FONDATIONS AFRICAINES DE ROME

FONDATIONS AFRICAINES DE ROME (Extrait de KONGO de Dibombari MBOCK, p.165-166)

L’origine du mot « rome » est offerte par l’étymon étrusque « rūma » qui signifie « mamelle » ; « rumina ficus » ou « ficus ruminalis » désigne le figuier sous lequel la louve allaita Rémus et Romulus, fondateurs de la ville de Rome. Nous avons évoqué le figuier au chapitre 12 et la relation que cet arbre entretient avec Hathor, la Dame du Sycomore (le sycomore est un figuier). Le terme rumina ou ruminalis qui qualifie le figuier (ficus) est construit à partir du mot rūma, « mamelle ». On représente parfois Hathor en sycomore donnant la mamelle ou le pis au roi. Rumina ou Rumia est le nom d’une divinité primitive romaine qui présidait à l’allaitement des nouveaux-nés. Ruma en latin désigne également l’estomac des ruminants, le verbe « ruminer » dérive de ce mot. La vache, emblème d’Hathor, est un ruminant.
En fait, la racine « indo-européenne » que propose Pokorny est *reug, « vomir », « roter ». Elle forme les mots : ruma « mamelle », rumen « panse » « estomac des ruminants », « ventre », ructa « gosier », ruminālis « ruminant », rumino « ruminer ». Contrairement aux conclusions de Pokorny, l’étymologie de ce mot n’est pas indo-européenne mais bantou puisque nous retrouvons le kinyarwanda ku.ruma qui a le sens de « mordre » (cf : mâcher, ruminer), le tshiluba -sùma (r>s) qui a le même sens de « mordre », le lingala swáma « mordre », le ngbaka numa « mordre », le vute-mambila namni, nuum, nemà « mordre », le nugunu go.noma « mordre », le nubaca ku.nom « mordre », l’ilwana loma « mordre », le chwaka luma « mordre ». Et cette correspondance qui place Hathor à l’origine du nom de la ville de Rome ne s’arrête pas à ces premières évidences puisque verruca que l’on traduit par « hauteur » est le nom de l’oppidum du Tridentum, fortification et lieu surélevé qui servait de réfuge aux habitants de la ville. Un oppidum désigne une « fortification », un « lieu élevé ».

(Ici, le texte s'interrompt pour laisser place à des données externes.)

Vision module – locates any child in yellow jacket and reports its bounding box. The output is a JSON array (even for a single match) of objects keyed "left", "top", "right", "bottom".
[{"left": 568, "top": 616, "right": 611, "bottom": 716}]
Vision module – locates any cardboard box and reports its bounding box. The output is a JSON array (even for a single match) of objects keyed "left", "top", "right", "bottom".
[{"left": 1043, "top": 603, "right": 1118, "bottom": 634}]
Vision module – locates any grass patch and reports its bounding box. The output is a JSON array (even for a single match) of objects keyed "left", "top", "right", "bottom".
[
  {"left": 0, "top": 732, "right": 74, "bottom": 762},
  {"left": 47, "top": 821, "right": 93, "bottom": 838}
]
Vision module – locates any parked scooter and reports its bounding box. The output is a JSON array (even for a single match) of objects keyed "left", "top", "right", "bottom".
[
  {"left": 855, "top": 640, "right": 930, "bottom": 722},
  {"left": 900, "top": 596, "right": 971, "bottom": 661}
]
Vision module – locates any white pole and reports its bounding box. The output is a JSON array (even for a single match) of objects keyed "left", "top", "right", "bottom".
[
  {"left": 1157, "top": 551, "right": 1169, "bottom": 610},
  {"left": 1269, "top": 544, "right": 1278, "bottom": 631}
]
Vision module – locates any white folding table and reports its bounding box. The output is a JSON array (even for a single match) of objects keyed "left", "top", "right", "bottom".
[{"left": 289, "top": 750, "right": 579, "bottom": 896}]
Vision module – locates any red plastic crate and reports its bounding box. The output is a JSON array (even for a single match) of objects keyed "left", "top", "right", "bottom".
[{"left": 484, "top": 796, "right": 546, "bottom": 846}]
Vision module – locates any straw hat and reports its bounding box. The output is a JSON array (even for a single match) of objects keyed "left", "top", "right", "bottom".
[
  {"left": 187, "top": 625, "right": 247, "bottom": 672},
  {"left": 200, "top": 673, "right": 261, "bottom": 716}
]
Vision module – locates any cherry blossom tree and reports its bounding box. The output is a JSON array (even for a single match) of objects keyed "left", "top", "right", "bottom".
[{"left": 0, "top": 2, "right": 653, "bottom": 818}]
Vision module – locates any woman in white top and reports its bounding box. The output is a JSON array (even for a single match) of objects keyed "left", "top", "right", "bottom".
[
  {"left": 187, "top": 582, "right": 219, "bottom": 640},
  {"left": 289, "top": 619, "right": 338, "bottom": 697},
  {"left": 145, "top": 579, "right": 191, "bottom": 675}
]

Le terme verruca trouve une racine commune avec le grec ouranos, « ciel » à savoir horòs, « limite » (de *uorsos, « élevé ») d’après F. Gaffiot ; horòs n’est qu’une grécisation d’hr (horus), que l’on retrouve dans Hathor (la Demeure d’Horus : comprendre la Demeure élevé car Horus est identifié au Ciel). De plus, Rémus et Romulus sont un seul et même mot construit à partir du rūma (Romulus est le diminutif de Rémus). Rémus signifie « premier ». Cet étymon et le sens qu’on lui donne permet d’établir avec certitude l’origine du nom Rémus à travers le fufulde rim- « naître », « engendrer », rimgo « avoir des petits », le pulaar rimde « engendrer », le sereer rimit « enfanter », rimal « naissance », le couchitique oriental *rim « utérus », le somali rimay « utérus », l’oromo rim- « enceinte », le burji rimay k’af « devenir enceinte », apparenté au négro-égyptien rmt « les hommes » (A. Anselin :2006). L’akkadien rêmu « utérus » confirme cette étymologie. Le négro-égyptien rmt offre une correspondance morphologique et syntaxqique avec le tshiluba lùme(a) « mâle », « masculin » à partir duquel nous obtenons les vocables mulùme « mari » « homme », malùme « sperme », bulùme « virilité », balùme « droite », muntu mulùme « homme ».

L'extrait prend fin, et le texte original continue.